EYS consists of 21 epidermal growth factor (EGF)-like domains at the N-terminus, followed by five carboxy terminal laminin A G-like domains with alternating EGF-like domains [7,8]. The conserved domain database reveals that in EYS orthologs, the laminin A G-like domain architecture is well conserved, although the different orthologous EYS proteins have variable numbers of these domains. Given the similarities in sequence and domain architecture of EYS compared to laminin proteins, we speculate that in vivo EYS might attain a structure similar to the LG domain complex. Laminin-1, one of the two basic components of basement membranes, forms a cruciform structure, with the α, β, and γ laminin chains, arranged in heterotrimeric geometry. The α-chain of laminin-1 forms an extended structure and, like EYS, carries five globular domains at its C-terminus, termed LG domains. These LG domains form a sandwich structure where LG1–LG3 attain a clover leaf arrangement, which is connected through a small linker to the C-terminal LG domain pair formed by LG4 and LG5, with LG4 being positioned at the distal end [21,22]. This LG domain complex in laminin forms the receptor-binding site, where LG1–LG3 binds integrin, while the LG4–LG5 pair binds the transmembrane glycoprotein dystroglycan. Considering this and the in silico prediction of the mutations we identified in the fourth and fifth LG domains of EYS, our data suggest that these mutations might impair the interaction of EYS with putative partners.

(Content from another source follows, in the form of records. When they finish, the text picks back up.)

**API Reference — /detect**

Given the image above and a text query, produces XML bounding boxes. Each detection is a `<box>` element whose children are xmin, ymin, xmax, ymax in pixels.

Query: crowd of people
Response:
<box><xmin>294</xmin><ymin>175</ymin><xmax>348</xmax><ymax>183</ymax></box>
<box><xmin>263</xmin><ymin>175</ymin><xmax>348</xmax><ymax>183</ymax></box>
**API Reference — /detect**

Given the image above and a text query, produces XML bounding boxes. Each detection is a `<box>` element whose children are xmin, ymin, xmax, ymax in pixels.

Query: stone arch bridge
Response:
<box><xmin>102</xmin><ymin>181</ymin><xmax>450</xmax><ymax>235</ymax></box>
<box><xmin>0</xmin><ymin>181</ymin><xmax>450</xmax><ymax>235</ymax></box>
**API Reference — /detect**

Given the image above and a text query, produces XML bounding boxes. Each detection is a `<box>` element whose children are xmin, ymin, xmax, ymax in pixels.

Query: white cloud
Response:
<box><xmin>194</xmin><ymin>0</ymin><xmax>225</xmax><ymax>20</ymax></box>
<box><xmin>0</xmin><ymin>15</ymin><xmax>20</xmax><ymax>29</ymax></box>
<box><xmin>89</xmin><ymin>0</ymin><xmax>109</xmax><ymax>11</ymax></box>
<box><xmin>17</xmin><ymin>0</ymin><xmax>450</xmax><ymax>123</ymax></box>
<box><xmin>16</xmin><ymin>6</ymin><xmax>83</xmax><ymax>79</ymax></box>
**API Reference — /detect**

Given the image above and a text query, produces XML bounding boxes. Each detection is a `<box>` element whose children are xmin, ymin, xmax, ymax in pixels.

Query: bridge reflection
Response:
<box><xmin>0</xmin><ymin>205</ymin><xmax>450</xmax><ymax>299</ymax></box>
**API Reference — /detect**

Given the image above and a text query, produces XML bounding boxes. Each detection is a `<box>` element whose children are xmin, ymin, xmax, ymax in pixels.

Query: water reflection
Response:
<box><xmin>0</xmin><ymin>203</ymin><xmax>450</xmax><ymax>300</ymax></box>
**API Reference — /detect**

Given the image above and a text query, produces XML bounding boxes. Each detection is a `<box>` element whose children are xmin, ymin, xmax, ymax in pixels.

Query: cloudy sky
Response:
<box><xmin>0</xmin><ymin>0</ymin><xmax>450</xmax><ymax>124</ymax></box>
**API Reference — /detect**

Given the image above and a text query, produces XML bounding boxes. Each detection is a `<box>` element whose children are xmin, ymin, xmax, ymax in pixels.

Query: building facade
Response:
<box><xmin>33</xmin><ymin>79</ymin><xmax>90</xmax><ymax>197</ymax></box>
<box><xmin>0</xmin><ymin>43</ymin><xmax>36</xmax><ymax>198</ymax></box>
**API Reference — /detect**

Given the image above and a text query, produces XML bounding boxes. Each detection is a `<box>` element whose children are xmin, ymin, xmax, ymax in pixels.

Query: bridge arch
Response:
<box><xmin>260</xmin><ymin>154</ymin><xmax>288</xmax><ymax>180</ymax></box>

The novel missense mutations identified here are conspicuously located at the same homologous position in laminin A G-like domains of EYS, while most of the previously identified pathogenic mutations are protein truncating [7,8,11]. Recently, compound heterozygous missense mutations (p.C2139Y and p.G2186E) have been described in a Chinese family, while another missense variant (p.R589G) was found in conjunction with a protein-truncating mutation (p.Y2555X) in a sporadic RP patient [10]. The variant p.C2139Y resides in the twenty-first EGF-like domain of EYS, while p.G2186E is located in the second laminin A G-like domain. The alignment of the laminin A G-like domains indicates that p.G2186 is not fully conserved in all the other laminin domains, neither of EYS nor of laminin α (data not shown). Audo et al. described novel EYS variants in 29 families but only in one family two missense mutations were identified [12]. These mutations are not located in a functional domain of EYS. Several other missense variants were found heterozygously and not conclusively considered pathogenic or were not shown to segregate via different alleles [12]. The p.D2767Y and p.D3028Y mutations in our study are the first homozygous missense variants that independently show pathogenic potential. Based on the maximal LOD score of 1.8, however, we cannot be certain that the EYS variant c.9082G>T (p.D3028Y) in family W09–0046 is causative.

Taken together, our data not only reveal the importance of the laminin A G-like domains in the function of the EYS protein but also the critical role of the mutated residue aspartic acid for laminin A G-like domains. In addition, the identification of novel EYS mutations in the Pakistani and Indonesian population further supports a global involvement of EYS mutations as a cause of arRP.